The most visible of these is Rep. Kevin McCarthy’s struggle to be elected House speaker. He has only a 3-vote margin to work with, and 5 of his members openly opposed him. To bring them on board, he’d have to give in to at least some of their demands, pushing his caucus farther to the right. It didn’t work; when push came to shove, first 19 and then 20 of his members voted against him.
Next is the fight over who will chair the Republican National Committee (RNC), a seat currently held by Ronna McDaniel, who’s being challenged from farther right. That’s a problem because, as Raw Story explains (here), the party is “losing swing voters,” and that’s been costly. After Trump took over the party, they lost the House in 2018, the White House and Senate in 2020, and had disappointing 2022 midterm election results.
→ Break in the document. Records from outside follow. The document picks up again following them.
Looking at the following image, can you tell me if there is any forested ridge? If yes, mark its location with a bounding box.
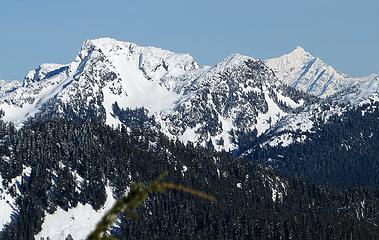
[243,103,379,188]
[0,116,379,240]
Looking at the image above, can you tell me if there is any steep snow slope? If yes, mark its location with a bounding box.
[34,186,116,240]
[161,54,301,150]
[0,38,198,125]
[0,166,31,232]
[0,38,303,150]
[266,47,355,97]
[266,75,379,147]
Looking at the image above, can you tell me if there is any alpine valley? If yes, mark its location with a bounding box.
[0,38,379,240]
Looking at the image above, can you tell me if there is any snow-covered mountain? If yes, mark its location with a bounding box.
[0,38,304,149]
[0,38,379,237]
[265,47,375,98]
[0,38,378,150]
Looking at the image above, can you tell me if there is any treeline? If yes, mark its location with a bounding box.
[245,103,379,187]
[0,116,379,240]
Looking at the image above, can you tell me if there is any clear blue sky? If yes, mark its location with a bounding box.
[0,0,379,79]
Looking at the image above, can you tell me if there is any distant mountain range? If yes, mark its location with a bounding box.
[0,38,379,150]
[0,38,379,239]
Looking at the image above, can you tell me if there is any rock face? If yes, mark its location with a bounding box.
[0,38,378,150]
[0,39,308,149]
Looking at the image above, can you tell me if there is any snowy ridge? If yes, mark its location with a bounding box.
[266,47,354,97]
[34,186,116,240]
[0,166,31,232]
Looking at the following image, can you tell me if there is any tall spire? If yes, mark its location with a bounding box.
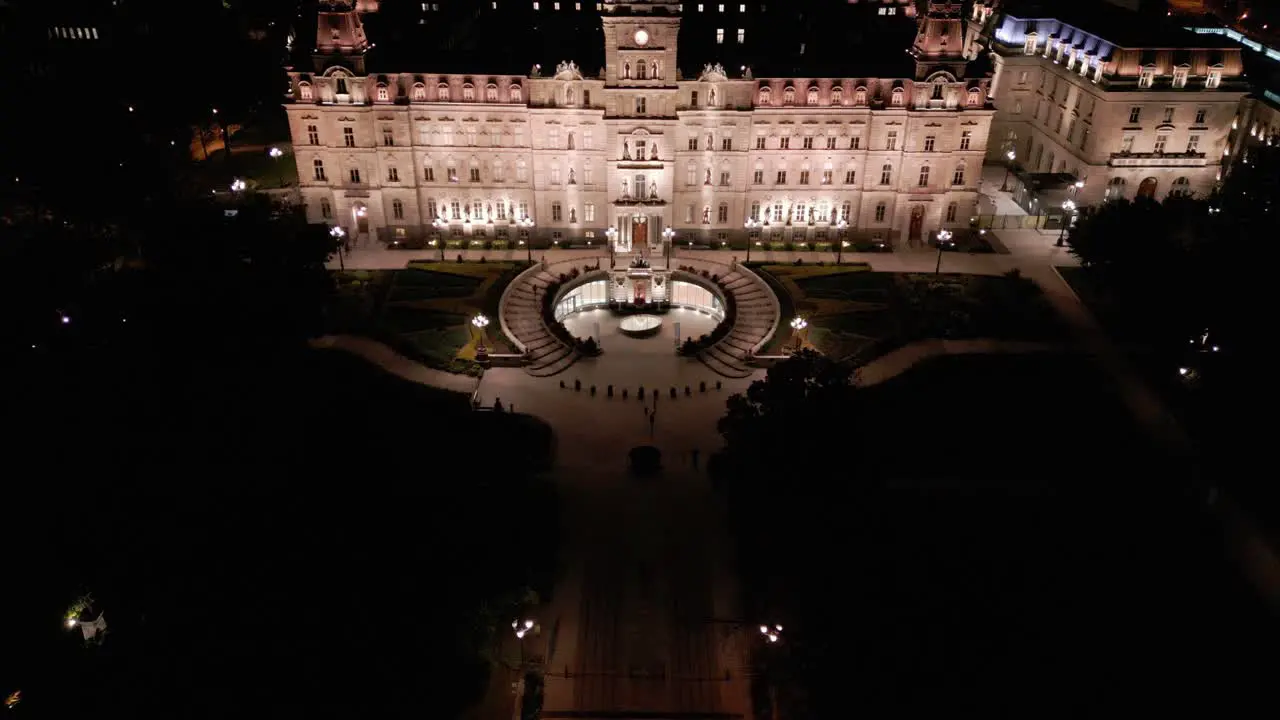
[911,0,965,79]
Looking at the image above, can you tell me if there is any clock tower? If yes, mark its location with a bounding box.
[600,0,680,87]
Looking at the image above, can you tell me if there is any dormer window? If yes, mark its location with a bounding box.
[1204,65,1222,90]
[1138,65,1156,87]
[1174,65,1190,87]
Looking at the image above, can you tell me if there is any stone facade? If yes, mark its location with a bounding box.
[970,3,1248,205]
[285,1,993,250]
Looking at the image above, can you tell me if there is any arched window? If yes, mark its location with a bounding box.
[1105,172,1125,200]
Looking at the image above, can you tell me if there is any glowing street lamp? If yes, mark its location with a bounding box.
[933,231,951,275]
[760,625,782,644]
[1053,200,1075,247]
[471,315,489,357]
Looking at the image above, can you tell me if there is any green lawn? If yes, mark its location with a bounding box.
[762,265,1065,363]
[328,261,522,374]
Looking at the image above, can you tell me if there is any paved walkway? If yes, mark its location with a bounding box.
[311,334,480,395]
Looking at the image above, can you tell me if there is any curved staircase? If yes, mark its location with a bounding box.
[499,263,580,377]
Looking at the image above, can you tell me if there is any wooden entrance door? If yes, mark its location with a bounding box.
[906,205,924,243]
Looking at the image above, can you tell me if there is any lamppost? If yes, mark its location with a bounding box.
[511,619,539,667]
[791,315,809,352]
[744,218,760,263]
[836,218,849,265]
[329,225,347,272]
[1000,147,1018,192]
[933,231,951,275]
[1053,200,1075,247]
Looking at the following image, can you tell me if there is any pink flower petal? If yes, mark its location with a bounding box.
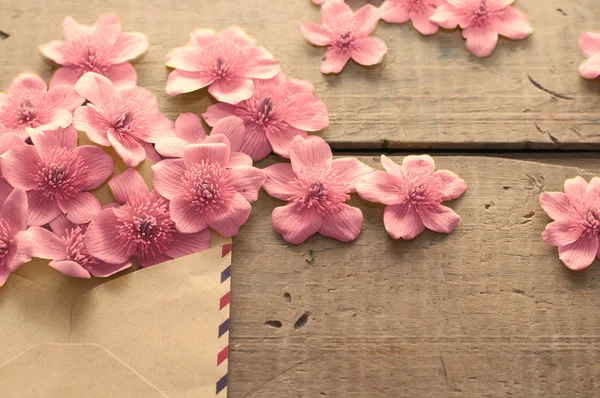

Harmeet Dhillon, a rival for McDaniel’s job, told the New York Times, “There may be many reasons for the various losses over the last several years, but what they all have in common is that they occurred under the current leadership, which has promised to change exactly nothing in the next two years. The most unifying thing that Ronna could do would be to move on.” The problem is Dhillon’s a Trump man and election denier who would push the party farther away from those swing voters.
And finally, the party is still hobbled by Trump’s grip on its voters, an albatross at the ballot box. The alternative isn’t much better: A divisive struggle between Trump and DeSantis, or some other up-and-comer, for the mantle of party leader.
Raw Story observes that “RNC committee member Bill Palatucci agrees that the Trumpism that has taken over the GOP has ‘done so much damage to this country and to this party. We have to acknowledge that 2022 was a disaster, and we need to do things differently. I would prefer and still hope there would be a different option.” He’s right, but that option has to be a shift back toward the center, if the GOP wants to woo back swing voters.
They’re incapable of it. First they purged the moderate Republicans, then the sane ones, until only the crazies were still there.